Benchmark

GOPS supports both Mujoco environments and typical optimal control problems.

Mujoco Benchmark

This section presents the performance of a series of model-free RL algorithms in GOPS on the Mujoco environments. Every experiment is conducted under 5 random seeds for 1.5M RL iterations (30M environment steps).

Optimal Control Problems

This section presents the performance of several algorithms on typical industrial optimal control problems, including linear quadratic regulator (LQR), tracking problem, constrained control problem, robust control problem.

LQR

The figures and tables illustrate the performance of various algorithms on the LQR problem, which involves 4 states and 2 control inputs and can be solved using analytical methods. The algorithms are evaluated based on the relative error between the states and control inputs produced by their learned policies and those of the analytical solution.
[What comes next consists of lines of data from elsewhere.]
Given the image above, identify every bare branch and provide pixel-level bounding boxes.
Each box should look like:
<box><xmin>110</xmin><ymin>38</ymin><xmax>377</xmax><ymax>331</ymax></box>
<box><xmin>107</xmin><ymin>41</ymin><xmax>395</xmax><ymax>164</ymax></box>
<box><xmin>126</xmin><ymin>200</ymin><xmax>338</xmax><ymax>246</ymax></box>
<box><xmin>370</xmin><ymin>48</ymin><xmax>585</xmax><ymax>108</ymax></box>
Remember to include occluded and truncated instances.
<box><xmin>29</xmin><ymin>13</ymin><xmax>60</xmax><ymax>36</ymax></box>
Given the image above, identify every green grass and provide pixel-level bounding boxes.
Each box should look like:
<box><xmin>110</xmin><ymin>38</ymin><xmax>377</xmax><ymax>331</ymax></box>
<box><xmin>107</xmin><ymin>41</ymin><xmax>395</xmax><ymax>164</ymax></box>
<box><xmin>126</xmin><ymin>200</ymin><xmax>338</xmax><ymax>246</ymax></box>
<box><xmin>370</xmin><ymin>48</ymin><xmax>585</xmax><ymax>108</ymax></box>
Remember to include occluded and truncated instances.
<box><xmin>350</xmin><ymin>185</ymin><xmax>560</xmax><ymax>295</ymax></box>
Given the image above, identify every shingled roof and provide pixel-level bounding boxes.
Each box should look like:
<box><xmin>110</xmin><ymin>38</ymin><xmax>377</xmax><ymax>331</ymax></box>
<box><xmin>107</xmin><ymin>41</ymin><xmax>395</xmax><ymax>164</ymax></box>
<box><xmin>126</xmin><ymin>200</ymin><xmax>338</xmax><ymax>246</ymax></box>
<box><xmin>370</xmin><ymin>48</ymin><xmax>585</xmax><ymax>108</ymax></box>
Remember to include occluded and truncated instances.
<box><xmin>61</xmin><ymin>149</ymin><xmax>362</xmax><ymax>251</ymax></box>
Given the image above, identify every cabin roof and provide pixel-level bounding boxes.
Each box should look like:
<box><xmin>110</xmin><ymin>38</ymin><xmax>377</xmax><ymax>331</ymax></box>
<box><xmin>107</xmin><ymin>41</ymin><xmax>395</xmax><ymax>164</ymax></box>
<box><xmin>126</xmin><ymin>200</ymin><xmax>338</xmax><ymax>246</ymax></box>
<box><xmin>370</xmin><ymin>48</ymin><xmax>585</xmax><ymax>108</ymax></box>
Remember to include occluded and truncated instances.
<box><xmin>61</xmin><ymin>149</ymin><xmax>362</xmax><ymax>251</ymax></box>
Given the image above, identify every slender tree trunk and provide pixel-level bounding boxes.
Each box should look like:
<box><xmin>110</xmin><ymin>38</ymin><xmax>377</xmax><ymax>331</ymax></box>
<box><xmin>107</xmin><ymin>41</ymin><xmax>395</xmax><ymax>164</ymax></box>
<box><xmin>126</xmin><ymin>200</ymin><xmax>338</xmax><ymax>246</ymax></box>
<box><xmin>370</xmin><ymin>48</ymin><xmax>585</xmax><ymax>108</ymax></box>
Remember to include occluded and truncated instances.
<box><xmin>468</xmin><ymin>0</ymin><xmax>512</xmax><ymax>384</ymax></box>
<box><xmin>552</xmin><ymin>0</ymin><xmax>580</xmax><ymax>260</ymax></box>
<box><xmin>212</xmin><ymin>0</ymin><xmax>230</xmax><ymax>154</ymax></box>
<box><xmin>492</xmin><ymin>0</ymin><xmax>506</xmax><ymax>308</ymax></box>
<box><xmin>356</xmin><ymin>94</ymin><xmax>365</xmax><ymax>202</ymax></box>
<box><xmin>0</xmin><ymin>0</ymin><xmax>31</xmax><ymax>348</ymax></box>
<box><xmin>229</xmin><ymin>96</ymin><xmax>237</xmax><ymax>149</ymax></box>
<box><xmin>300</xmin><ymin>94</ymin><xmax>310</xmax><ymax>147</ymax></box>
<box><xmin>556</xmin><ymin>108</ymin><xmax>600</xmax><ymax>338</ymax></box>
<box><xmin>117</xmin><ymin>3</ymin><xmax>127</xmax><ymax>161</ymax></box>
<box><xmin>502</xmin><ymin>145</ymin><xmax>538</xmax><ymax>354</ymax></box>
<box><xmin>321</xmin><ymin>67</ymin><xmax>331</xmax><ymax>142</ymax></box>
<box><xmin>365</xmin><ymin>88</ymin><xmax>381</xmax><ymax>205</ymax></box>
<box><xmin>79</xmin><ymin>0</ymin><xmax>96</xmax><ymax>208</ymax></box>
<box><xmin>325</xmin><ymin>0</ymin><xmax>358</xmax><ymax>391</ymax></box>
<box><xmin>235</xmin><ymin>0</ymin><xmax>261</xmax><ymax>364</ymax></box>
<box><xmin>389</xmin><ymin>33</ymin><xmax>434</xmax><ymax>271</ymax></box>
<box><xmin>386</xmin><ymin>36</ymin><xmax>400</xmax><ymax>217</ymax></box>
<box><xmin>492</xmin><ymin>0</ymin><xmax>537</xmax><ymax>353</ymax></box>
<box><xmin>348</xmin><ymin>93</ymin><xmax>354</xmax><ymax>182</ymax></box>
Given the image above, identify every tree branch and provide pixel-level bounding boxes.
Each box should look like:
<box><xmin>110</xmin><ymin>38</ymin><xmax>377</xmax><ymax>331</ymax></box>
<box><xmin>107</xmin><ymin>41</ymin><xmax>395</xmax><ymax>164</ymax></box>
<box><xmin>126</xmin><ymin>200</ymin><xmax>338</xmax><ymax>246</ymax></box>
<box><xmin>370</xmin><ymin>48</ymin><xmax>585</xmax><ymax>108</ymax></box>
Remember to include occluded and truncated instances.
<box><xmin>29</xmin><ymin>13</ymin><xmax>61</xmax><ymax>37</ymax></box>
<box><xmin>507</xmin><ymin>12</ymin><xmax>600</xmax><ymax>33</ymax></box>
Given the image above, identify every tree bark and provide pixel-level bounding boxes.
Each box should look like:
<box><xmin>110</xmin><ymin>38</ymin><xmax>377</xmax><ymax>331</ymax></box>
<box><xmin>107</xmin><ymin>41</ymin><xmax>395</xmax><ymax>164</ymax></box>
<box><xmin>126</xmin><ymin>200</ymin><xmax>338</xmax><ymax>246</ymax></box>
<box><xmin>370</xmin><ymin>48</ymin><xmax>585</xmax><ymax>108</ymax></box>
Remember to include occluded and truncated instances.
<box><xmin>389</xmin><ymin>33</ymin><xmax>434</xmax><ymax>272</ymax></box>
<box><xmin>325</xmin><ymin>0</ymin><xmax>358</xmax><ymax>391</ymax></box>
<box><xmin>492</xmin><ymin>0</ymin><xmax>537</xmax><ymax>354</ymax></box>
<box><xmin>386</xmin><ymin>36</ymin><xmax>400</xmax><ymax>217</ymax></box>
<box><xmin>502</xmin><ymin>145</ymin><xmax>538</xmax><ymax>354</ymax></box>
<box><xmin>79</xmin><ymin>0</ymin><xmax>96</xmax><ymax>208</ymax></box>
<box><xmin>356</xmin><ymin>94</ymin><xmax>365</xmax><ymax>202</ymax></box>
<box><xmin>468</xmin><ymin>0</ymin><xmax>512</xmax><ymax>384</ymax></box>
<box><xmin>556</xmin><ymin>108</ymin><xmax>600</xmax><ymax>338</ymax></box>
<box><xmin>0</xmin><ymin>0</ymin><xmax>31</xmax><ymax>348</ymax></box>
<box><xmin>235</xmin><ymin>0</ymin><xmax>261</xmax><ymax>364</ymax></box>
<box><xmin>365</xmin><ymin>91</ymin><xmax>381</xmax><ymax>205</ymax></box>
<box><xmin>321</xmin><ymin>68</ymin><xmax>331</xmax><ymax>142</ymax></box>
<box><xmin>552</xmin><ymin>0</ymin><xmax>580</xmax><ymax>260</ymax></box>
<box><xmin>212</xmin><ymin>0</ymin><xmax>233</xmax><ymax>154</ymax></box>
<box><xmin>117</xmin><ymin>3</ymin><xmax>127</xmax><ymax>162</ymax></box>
Algorithm	Max action-1 error	Mean action-1 error	Max action-2 error	Mean action-2 error
INFADP	1.21%	0.22%	0.34%	0.09%
DDPG	7.21%	0.94%	2.67%	0.41%
TD3	6.49%	0.59%	1.72%	0.40%
TRPO	8.28%	1.66%	4.49%	0.49%

Vehicle Tracking

The figure and table show how well various algorithms perform on the vehicle tracking problem, a common optimal control problem in autonomous driving. The training environment is converted from an official simulink vehicle model using GOPS conversion tools. The trained policy is then tested in the simulink model to evaluate its closed-loop control performance.

Algorithm	SAC	DSAC	PPO
Position error (m)	0.084±0.019	0.032±0.005	0.052±0.012
Velocity error (m/s)	0.068±0.011	0.035±0.005	0.039±0.007

Constrained Control Problem

GOPS offers constrained RL algorithms that can handle constrained optimal control problems. In the mobile robot obstacle avoidance task shown below, the robot agent trained by SPIL algorithm is able to maintain a safe distance from obstacles. This is indicated by the negative constraint value along the robot’s trajectory.

Robust Control Problem

GOPS includes robust RL algorithms that can maintain acceptable control performance despite modeling errors and disturbances. In the active suspension control problem shown below, the robust policy trained using the RPI algorithm effectively reduces the vibration of the sprung mass under unknown roadbed disturbances compared to a no-control scenario.